At the time, I was enamored particularly of "Shifting, Whispering Sands." Both Part 1 and Part 2.
Sam Thomas had a bunch of Jean Shepherd records I had never seen. While we were needle dropping on his vinyl one night, I asked if he had anything Italian because I had to play an Italian wedding that weekend.
He didn't, but he had an old mandolin. He handed it to me and we spilled a few cans of Texas Pride beer doing the hand-off. I wondered how hard it might be to fake playing it.
He let me take it home to use on the gig that weekend.
Coincidentally, I'd been making cassette tapes of me playing with the great guitarist Dave Lincoln, and we had a draft of "autumn leaves" which I practiced to, hitting strings on the mandolin to get the typical sound as close as possible.
Overdubbing the mandolin onto that cassette basically ruined it for any practical further purposes. Who wants to hear someone fumbling with a mandolin.
But since I can't throw anything out, I decided two mistakes were better than one. I wrote some lyrics that I could picture Jean Shepherd Jr. reading over the mandolin and guitar track.

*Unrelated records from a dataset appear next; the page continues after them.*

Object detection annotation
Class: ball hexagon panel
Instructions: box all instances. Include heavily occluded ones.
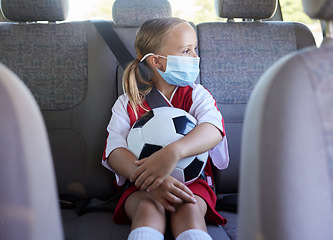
[172,115,196,136]
[142,115,176,146]
[127,107,208,184]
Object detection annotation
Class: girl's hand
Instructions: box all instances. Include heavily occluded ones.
[130,144,181,192]
[150,176,196,212]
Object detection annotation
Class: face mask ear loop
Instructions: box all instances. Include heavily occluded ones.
[140,53,156,62]
[140,53,167,62]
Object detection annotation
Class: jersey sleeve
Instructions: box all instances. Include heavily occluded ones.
[102,95,131,186]
[189,84,229,169]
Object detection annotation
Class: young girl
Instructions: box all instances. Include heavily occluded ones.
[102,18,229,240]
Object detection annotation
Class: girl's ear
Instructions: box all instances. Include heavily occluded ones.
[148,55,161,68]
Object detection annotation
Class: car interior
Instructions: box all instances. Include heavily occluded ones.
[0,0,333,240]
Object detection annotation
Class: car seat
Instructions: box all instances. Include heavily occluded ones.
[239,0,333,240]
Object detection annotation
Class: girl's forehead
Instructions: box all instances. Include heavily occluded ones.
[165,23,197,46]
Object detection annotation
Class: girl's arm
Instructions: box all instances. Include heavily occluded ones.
[130,122,223,191]
[108,148,196,208]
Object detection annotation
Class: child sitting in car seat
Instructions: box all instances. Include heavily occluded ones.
[102,18,229,240]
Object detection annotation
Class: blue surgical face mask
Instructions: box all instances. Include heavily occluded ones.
[141,53,200,87]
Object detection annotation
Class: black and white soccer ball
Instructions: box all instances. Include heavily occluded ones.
[127,107,208,184]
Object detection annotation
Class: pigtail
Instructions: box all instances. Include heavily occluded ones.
[122,59,152,117]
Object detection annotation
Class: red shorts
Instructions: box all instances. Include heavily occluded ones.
[113,179,227,225]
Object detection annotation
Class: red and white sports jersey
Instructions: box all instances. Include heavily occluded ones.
[102,83,229,185]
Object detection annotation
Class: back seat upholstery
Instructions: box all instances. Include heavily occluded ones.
[197,0,315,196]
[0,0,314,239]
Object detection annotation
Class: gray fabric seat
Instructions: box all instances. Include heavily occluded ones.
[0,64,63,240]
[197,0,315,239]
[239,0,333,240]
[0,0,314,239]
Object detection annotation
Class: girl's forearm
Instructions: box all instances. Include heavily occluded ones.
[170,123,223,159]
[108,148,138,179]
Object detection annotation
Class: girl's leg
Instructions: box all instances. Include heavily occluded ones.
[125,191,166,239]
[170,196,211,240]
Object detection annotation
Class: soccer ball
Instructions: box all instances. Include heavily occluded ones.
[127,107,208,184]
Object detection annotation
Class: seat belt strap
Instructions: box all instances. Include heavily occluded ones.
[90,20,134,69]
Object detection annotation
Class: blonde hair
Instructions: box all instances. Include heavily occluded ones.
[123,17,187,117]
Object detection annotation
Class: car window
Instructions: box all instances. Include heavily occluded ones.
[67,0,323,46]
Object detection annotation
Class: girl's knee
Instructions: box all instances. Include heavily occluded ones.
[135,198,165,217]
[132,198,166,233]
[170,197,207,237]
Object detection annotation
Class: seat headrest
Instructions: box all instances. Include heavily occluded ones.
[303,0,333,20]
[112,0,171,27]
[215,0,277,19]
[1,0,69,22]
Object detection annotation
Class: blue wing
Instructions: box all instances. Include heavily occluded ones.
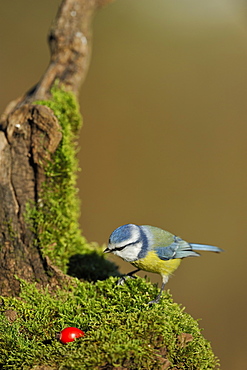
[155,236,200,261]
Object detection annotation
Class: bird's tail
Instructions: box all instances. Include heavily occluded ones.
[190,243,223,253]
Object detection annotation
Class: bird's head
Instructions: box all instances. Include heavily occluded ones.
[104,224,148,262]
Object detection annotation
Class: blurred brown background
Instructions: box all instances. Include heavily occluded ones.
[0,0,247,370]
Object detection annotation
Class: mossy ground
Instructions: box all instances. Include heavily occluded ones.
[26,86,118,281]
[0,88,218,370]
[0,277,220,370]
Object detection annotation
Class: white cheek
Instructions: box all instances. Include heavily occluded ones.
[114,242,142,262]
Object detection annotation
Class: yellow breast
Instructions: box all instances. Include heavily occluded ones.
[132,251,181,276]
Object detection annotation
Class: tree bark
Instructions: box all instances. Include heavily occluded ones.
[0,0,112,295]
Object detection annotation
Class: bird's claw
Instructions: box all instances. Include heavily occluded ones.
[117,275,136,285]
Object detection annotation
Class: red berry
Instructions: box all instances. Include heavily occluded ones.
[59,327,85,344]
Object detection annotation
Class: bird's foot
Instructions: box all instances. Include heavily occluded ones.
[148,296,160,305]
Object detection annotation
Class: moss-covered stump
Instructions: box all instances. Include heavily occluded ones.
[0,277,218,370]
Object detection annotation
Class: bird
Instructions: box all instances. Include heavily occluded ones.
[104,224,223,304]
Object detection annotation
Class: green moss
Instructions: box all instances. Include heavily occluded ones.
[0,278,218,370]
[26,87,117,280]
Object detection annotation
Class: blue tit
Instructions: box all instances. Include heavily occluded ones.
[104,224,223,304]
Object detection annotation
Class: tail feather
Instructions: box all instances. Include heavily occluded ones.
[190,243,223,253]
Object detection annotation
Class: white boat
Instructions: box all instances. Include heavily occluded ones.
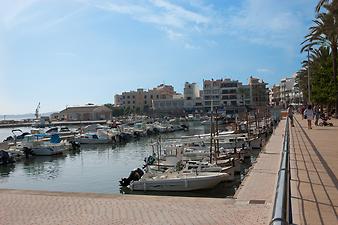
[130,170,229,191]
[17,134,71,156]
[31,142,70,156]
[75,133,112,144]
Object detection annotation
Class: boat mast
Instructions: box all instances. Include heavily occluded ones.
[35,102,40,119]
[210,96,214,163]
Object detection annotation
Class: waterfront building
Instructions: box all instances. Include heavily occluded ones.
[114,84,177,112]
[153,94,184,114]
[271,74,303,108]
[270,85,280,106]
[203,79,223,112]
[248,76,269,109]
[51,104,112,121]
[183,82,202,112]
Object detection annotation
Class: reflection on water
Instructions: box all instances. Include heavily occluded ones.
[0,164,15,177]
[120,176,240,198]
[22,155,66,180]
[0,124,262,197]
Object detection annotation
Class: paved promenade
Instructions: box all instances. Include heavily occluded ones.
[290,116,338,225]
[0,118,338,225]
[0,121,285,225]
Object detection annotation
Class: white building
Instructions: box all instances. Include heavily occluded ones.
[183,82,202,111]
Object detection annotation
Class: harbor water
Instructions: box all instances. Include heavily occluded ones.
[0,124,258,197]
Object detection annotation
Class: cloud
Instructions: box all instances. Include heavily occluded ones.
[55,52,77,57]
[0,0,39,28]
[257,68,273,73]
[93,0,212,45]
[226,0,305,49]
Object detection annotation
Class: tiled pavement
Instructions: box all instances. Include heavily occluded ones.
[5,118,338,225]
[290,116,338,225]
[0,190,270,225]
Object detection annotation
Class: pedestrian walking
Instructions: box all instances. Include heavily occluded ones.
[287,105,295,127]
[313,105,320,126]
[304,105,314,129]
[300,105,305,120]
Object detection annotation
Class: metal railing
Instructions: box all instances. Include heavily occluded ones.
[270,117,292,225]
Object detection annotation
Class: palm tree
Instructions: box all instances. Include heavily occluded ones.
[301,0,338,117]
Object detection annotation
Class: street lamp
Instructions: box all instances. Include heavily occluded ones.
[307,46,313,103]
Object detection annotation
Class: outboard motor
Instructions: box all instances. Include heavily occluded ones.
[119,168,144,187]
[23,147,33,159]
[181,124,189,130]
[4,136,14,142]
[70,141,80,150]
[0,150,14,165]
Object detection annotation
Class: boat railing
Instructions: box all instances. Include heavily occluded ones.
[270,118,292,225]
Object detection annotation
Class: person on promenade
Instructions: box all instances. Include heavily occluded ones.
[304,105,313,129]
[300,105,305,120]
[313,105,320,126]
[287,105,295,127]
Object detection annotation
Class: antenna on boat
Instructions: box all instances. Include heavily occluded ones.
[35,102,40,119]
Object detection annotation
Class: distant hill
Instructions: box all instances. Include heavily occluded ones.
[0,112,54,120]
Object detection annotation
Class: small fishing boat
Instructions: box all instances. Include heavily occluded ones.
[26,134,72,156]
[75,132,112,144]
[120,168,230,191]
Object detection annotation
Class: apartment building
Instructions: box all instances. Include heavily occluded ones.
[248,76,269,108]
[183,82,203,112]
[114,84,177,111]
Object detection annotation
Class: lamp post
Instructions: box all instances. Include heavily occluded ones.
[307,46,312,103]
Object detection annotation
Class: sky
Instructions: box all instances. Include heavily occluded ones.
[0,0,317,114]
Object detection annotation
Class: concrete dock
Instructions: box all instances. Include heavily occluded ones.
[0,117,338,225]
[290,116,338,225]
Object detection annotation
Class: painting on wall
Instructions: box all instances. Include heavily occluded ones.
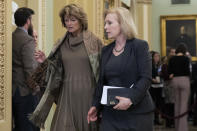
[160,15,197,61]
[171,0,190,4]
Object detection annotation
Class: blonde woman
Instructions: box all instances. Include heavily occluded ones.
[87,7,154,131]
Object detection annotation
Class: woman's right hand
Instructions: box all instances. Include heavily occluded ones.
[87,106,97,124]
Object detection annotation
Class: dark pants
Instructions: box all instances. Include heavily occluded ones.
[12,89,39,131]
[149,87,164,124]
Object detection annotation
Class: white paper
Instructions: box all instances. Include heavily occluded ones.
[101,86,124,105]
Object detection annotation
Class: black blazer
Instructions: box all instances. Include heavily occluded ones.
[93,38,154,113]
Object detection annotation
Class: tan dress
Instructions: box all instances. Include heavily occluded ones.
[51,34,97,131]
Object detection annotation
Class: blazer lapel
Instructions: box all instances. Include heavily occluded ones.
[121,40,132,73]
[102,42,115,66]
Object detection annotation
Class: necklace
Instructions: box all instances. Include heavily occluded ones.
[114,45,125,52]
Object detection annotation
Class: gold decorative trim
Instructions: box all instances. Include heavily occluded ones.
[42,0,46,51]
[94,0,104,40]
[0,0,6,120]
[137,0,152,4]
[160,14,197,61]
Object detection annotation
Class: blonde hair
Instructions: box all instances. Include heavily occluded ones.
[104,7,137,39]
[59,4,88,30]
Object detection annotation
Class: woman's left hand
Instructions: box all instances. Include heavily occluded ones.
[113,96,132,110]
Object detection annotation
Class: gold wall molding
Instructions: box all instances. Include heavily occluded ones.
[0,0,6,120]
[0,0,12,131]
[137,0,152,4]
[93,0,104,40]
[39,0,46,51]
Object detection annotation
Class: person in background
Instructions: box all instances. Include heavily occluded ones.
[149,51,163,125]
[168,43,190,131]
[30,4,102,131]
[87,7,154,131]
[12,7,42,131]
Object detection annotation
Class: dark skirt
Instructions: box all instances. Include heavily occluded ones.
[100,106,154,131]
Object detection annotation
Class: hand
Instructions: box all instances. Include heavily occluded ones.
[113,96,132,110]
[34,50,46,63]
[87,106,97,124]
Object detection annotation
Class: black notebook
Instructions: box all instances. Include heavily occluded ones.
[107,88,130,106]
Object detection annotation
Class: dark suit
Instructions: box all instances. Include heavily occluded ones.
[93,38,154,131]
[12,28,38,131]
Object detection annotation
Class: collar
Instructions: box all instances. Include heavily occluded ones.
[18,27,28,34]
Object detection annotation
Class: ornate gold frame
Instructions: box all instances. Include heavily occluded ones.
[160,15,197,61]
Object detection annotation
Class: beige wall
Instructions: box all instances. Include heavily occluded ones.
[136,3,152,49]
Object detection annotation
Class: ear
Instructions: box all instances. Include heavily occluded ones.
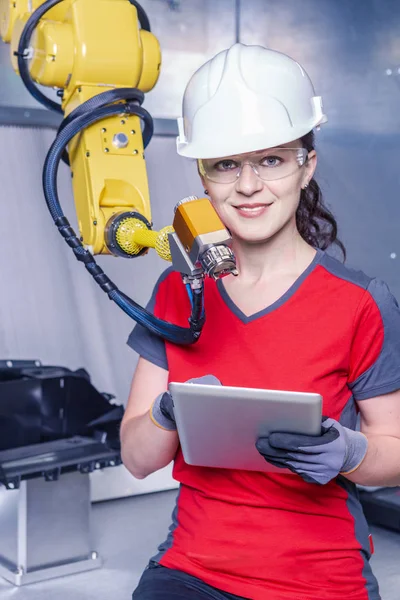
[301,150,317,189]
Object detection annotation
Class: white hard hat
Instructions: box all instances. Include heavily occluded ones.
[177,44,327,158]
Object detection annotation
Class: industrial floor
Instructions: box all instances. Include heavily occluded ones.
[0,491,400,600]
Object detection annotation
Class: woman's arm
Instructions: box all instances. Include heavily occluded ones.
[346,390,400,486]
[121,358,179,479]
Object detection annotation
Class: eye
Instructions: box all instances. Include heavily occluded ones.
[260,156,283,167]
[214,160,239,171]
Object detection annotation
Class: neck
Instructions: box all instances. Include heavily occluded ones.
[233,228,316,283]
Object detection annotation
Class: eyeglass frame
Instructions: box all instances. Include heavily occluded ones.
[197,146,310,184]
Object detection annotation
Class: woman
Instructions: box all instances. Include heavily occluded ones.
[121,44,400,600]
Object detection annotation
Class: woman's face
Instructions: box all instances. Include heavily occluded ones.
[200,140,317,243]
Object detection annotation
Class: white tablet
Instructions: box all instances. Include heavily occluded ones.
[169,382,322,473]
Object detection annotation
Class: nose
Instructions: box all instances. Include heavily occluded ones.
[236,163,263,196]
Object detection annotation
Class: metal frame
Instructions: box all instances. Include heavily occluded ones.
[0,471,102,586]
[0,106,178,137]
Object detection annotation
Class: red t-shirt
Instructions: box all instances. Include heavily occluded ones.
[128,251,400,600]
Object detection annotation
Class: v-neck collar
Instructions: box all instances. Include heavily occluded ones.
[217,248,324,323]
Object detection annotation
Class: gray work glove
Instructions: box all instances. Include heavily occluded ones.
[256,417,368,485]
[150,375,221,431]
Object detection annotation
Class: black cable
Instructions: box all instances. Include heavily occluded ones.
[129,0,151,31]
[15,0,204,344]
[16,0,64,114]
[43,101,204,345]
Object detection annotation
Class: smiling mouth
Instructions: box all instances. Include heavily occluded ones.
[234,204,271,212]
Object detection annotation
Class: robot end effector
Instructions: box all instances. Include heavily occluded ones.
[0,0,236,284]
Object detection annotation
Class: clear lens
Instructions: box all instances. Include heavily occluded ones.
[200,148,308,183]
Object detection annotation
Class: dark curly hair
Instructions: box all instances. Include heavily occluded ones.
[296,131,346,260]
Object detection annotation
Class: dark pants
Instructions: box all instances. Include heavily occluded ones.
[132,563,245,600]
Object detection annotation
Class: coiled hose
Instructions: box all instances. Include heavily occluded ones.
[17,0,205,345]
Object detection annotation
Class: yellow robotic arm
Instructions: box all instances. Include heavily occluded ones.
[0,0,161,254]
[0,0,237,344]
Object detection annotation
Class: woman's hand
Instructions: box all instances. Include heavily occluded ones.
[256,417,368,485]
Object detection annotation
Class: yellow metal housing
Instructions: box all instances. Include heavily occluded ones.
[172,198,225,253]
[0,0,161,254]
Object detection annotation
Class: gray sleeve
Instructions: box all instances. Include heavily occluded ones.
[350,279,400,400]
[127,268,172,370]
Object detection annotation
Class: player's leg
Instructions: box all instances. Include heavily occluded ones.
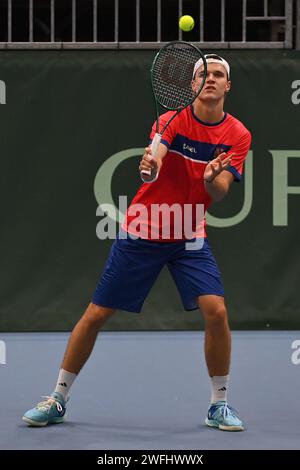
[197,295,244,431]
[23,237,165,426]
[198,295,231,378]
[61,303,114,372]
[168,239,243,431]
[23,303,114,426]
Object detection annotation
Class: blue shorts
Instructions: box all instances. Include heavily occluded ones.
[92,234,224,312]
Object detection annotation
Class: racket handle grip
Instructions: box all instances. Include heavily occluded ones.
[141,132,161,183]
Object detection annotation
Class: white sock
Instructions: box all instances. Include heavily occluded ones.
[210,375,229,403]
[54,369,77,401]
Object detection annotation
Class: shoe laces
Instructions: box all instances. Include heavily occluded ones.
[211,402,239,419]
[36,395,63,412]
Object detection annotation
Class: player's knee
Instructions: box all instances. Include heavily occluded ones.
[84,303,114,328]
[204,305,227,324]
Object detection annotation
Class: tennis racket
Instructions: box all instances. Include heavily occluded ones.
[141,41,207,182]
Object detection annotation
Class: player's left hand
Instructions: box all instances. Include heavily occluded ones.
[203,152,235,182]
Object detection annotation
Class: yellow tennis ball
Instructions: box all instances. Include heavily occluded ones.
[179,15,195,31]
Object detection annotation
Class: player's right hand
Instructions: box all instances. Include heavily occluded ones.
[139,147,159,178]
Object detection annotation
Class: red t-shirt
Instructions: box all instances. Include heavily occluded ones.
[122,106,251,241]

I'm writing this because the story behind the song is possibly more interesting than the song itself.
Sam Thomas was an inspiration who made tapes for me of tunes I should learn on sax and clarinet. A few days after the wedding I heard he was found dead in his apartment.
He and his son did not get along, his only living relative. I thought, I could keep the mandolin and Sam would not have minded. But he lent it to me, not gave it to me.
I went to his apartment with the mandolin and knocked. No answer. I pushed on the door and it was open. I didn't want to look inside, because even when Sam lived there, every surface was covered. His career involved delivering groceries to families on the North Side of Fort Worth. His recreation was going to hear live jazz and playing records; how we met up.
I put the mandolin inside the door.
I learned later that his son had sold all his records, and mandolin, etc. to Sumter Bruton at Record Town, the store we all hung out at.
Now as the weather turns colder I thought of the key line in the spoken word "Delirious Guy"-- "Somebody May Still Care."